Hypersomnia is a disorder characterized by excessive sleepiness, which is different from feeling tired due to lack of or interrupted sleep at night. People with Hypersomnia are tired no matter how much they’ve slept. They are compelled to nap repeatedly during the day, often at inappropriate times such as at work, during a meal, or in conversation. These daytime naps usually provide no relief from symptoms.
Typically, hypersomnia is first recognized in adolescence or young adulthood. Hypersomnia can be caused by brain damage and disorders such as clinical depression, Celiac Disease, uremia and fibromyalgia. Hypersomnia can also be a symptom of other sleep disorders such asnarcolepsy, sleep apnea, restless leg syndrome and periodic leg movement disorder. It may also occur as an adverse effect of alcohol abuse, or taking or withdrawal from certain medications.
Some of the Hypersomnia Disorders are:
Narcolepsy - Narcolepsy is a Hypersomnia characterized by excessive daytime sleepiness, sleep attacks, cataplexy (a sudden weakening of the muscles), and hypnogagic hallucinations (vivid, sometimes disturbing dreamlike experiences that occur while dozing, falling asleep and/or upon awakening). It affects approximately 1 in 2000 people. It is a sleep disorder featuring attacks of Rapid Eye Movement (REM) or dream sleep into wakefulness, as well as attacks of wakefulness into sleep.
Effects of Narcolepsy:
• Chronic daytime tiredness • Nocturia (Increased urination)
• Chronic memory problems • Poor work or school performance
• Hypertension (high blood pressure) • Gastroesophageal (acid) reflux
Diagnosis – A two-part sleep study is needed to identify narcolepsy. An overnight Polysomnogram (PSG) sleep study followed by a daytime sleep study called Multiple Sleep Latency Test (MSLT). The PSG records muscular activity, sleep stages, plus additional bodily functions. The MSLT records sleep-related activity during at least four scheduled naps the following day. Collectively, this two part study identifies the misplaced fragments of REM sleep associated with narcolepsy.
Treatment – Narcolepsy is generally treated with a combination of medication and lifestyle modifications.
Periodic Limb Movement Disorder (PLMD) – PLMD is a sleep disorder where you move limbs involuntarily during sleep, and has symptoms or problems related to the movement. PLMD should not be confused with restless leg syndrome (RLS). RLS occurs while awake as well as when asleep, and when awake, there is a voluntary response to an uncomfortable feeling in the legs. PLMD on the other hand is involuntary, and you often are unaware of these movements altogether.
Symptoms – Excessive daytime sleepiness (EDS), falling asleep during the day, trouble failing asleep at night, and difficulty staying asleep throughout the night. Patients also display tinvoluntary limb movements that occur at periodic intervals anywhere form 20-40 seconds apart and they often only last the first half of the night during non-REM sleep stages. Movements do not occur during REM because of muscle atonia.
Diagnosis - PLMD is usually observed by a sleep partner before the patient is aware of the movements. PLMD is diagnosed with an overnight polysomnogram (PSG) sleep study.

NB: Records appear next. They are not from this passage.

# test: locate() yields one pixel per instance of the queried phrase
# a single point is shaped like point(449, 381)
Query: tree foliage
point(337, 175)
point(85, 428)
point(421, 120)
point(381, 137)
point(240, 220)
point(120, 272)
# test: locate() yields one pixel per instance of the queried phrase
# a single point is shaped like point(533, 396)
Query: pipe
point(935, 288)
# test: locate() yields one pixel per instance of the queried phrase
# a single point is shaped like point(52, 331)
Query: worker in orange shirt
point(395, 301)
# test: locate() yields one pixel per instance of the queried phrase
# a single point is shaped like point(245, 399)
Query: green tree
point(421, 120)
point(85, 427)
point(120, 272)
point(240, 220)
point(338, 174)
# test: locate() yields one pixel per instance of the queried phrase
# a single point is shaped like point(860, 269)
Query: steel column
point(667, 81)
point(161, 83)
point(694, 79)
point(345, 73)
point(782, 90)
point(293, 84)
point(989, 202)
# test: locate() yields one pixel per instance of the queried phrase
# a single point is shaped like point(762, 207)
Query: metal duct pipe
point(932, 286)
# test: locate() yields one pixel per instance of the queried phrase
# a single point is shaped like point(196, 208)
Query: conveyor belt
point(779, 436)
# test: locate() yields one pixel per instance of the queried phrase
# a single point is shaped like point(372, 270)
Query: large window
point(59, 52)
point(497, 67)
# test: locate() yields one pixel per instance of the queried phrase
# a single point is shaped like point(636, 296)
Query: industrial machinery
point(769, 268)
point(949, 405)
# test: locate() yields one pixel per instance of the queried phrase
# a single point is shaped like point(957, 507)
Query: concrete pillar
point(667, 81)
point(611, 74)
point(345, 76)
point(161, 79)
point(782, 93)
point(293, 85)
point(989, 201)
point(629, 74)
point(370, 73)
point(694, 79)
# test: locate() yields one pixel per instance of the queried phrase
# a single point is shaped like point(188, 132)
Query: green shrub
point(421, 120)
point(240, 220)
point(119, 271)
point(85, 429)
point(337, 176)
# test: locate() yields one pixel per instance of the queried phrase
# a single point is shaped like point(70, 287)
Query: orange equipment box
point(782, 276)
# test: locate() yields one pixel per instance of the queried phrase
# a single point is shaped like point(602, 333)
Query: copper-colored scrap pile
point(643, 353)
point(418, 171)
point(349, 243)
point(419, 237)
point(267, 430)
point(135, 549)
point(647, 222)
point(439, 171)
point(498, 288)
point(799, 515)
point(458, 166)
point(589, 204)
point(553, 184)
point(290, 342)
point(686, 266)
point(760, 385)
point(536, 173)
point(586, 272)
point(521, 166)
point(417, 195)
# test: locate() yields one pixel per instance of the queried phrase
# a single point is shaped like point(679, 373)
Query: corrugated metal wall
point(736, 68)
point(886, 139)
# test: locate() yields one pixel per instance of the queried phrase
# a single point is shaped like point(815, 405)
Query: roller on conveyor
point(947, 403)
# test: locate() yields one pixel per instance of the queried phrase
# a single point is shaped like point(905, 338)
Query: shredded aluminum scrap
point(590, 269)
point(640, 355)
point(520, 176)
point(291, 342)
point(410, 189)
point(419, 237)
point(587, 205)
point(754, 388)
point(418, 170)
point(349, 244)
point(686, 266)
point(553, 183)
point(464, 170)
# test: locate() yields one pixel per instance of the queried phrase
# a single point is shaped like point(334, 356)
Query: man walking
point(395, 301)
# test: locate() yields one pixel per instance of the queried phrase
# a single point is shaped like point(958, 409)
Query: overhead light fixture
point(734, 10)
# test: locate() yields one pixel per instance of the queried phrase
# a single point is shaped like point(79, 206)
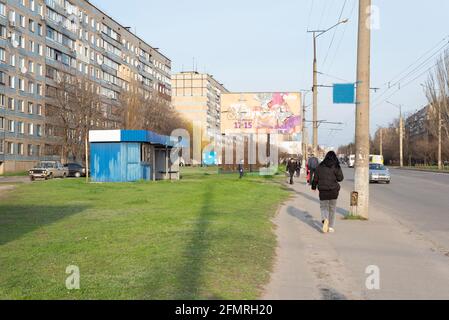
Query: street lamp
point(401, 133)
point(304, 142)
point(440, 128)
point(316, 34)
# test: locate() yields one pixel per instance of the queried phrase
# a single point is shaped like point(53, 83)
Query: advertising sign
point(261, 113)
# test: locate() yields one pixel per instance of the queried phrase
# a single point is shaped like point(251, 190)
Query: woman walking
point(326, 179)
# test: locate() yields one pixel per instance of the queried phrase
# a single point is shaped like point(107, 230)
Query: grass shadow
point(305, 217)
point(331, 294)
point(18, 220)
point(190, 274)
point(341, 211)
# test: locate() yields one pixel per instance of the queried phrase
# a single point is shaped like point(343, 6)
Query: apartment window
point(30, 87)
point(2, 78)
point(32, 47)
point(2, 31)
point(22, 21)
point(30, 150)
point(31, 25)
point(21, 84)
point(12, 82)
point(30, 129)
point(21, 106)
point(11, 104)
point(2, 9)
point(10, 126)
point(10, 147)
point(21, 127)
point(31, 66)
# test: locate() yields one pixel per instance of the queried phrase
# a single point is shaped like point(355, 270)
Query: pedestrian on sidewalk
point(242, 169)
point(291, 168)
point(312, 166)
point(327, 179)
point(298, 168)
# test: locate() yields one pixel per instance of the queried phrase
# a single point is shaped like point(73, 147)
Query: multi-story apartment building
point(40, 38)
point(197, 97)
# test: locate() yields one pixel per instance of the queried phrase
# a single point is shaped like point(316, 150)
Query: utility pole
point(381, 141)
point(315, 99)
point(401, 137)
point(401, 134)
point(304, 140)
point(316, 34)
point(362, 132)
point(440, 129)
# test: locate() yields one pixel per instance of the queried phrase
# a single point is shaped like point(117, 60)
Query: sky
point(263, 45)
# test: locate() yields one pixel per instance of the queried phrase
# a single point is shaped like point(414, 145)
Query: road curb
point(420, 170)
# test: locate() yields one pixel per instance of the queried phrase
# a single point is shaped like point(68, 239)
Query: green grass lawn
point(15, 174)
point(207, 236)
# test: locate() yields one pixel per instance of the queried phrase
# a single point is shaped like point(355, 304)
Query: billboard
point(261, 113)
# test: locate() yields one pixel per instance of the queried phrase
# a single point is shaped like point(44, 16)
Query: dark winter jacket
point(291, 167)
point(313, 163)
point(327, 178)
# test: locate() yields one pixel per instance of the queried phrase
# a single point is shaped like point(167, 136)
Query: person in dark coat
point(291, 168)
point(242, 169)
point(312, 165)
point(298, 168)
point(327, 180)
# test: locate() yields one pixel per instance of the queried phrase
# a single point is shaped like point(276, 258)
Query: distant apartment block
point(40, 38)
point(197, 97)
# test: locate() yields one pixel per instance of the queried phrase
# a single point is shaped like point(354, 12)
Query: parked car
point(379, 173)
point(351, 161)
point(75, 170)
point(48, 170)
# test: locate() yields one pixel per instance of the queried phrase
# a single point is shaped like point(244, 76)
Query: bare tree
point(74, 107)
point(144, 110)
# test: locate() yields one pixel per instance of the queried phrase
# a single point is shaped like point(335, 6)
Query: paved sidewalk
point(312, 265)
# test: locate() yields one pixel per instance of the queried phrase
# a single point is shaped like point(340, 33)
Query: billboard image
point(261, 113)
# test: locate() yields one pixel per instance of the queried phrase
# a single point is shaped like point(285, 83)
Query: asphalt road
point(419, 200)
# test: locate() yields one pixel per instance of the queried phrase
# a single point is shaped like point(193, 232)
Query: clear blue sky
point(262, 45)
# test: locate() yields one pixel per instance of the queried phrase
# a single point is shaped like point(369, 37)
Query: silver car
point(379, 173)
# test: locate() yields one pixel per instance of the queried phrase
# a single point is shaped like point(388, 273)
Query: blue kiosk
point(130, 155)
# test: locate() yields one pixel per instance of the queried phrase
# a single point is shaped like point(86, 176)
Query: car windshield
point(46, 165)
point(375, 166)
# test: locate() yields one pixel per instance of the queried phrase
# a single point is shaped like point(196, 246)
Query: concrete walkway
point(312, 265)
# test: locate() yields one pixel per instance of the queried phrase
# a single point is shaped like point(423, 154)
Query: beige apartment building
point(41, 38)
point(196, 96)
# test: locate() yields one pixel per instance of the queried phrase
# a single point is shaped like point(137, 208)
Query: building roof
point(142, 136)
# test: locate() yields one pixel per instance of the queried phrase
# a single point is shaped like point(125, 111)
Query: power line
point(416, 69)
point(407, 84)
point(335, 32)
point(351, 14)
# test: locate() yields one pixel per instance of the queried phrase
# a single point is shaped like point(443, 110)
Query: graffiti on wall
point(264, 113)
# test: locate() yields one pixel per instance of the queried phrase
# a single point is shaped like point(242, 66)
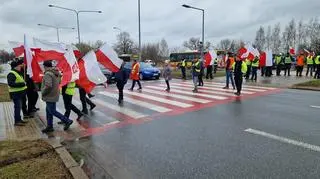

Treatment - Periodic Limb Movement Syndrome may be treated with a combination of medication and behavioral modifications. Behavioral Modifications can consist of regular exercise such as walking, riding an exercise bicycle, or swimming may reduce or eliminate PLMS, particularly if Restless Legs Syndrome is part of the problem. Massaging the legs and soaking in a hot tub prior to bedtime may also help.
Insufficient Sleep Syndrome: Continual failure to get enough sleep, which leads to chronic, excessive daytime sleepiness.
Additional Hypersomnias: Any of several less common hypersomnias, including: Idiopathic Hypersomnia, Klein-Levin Syndrome, and Hypersomnia Due to a Medical Condition.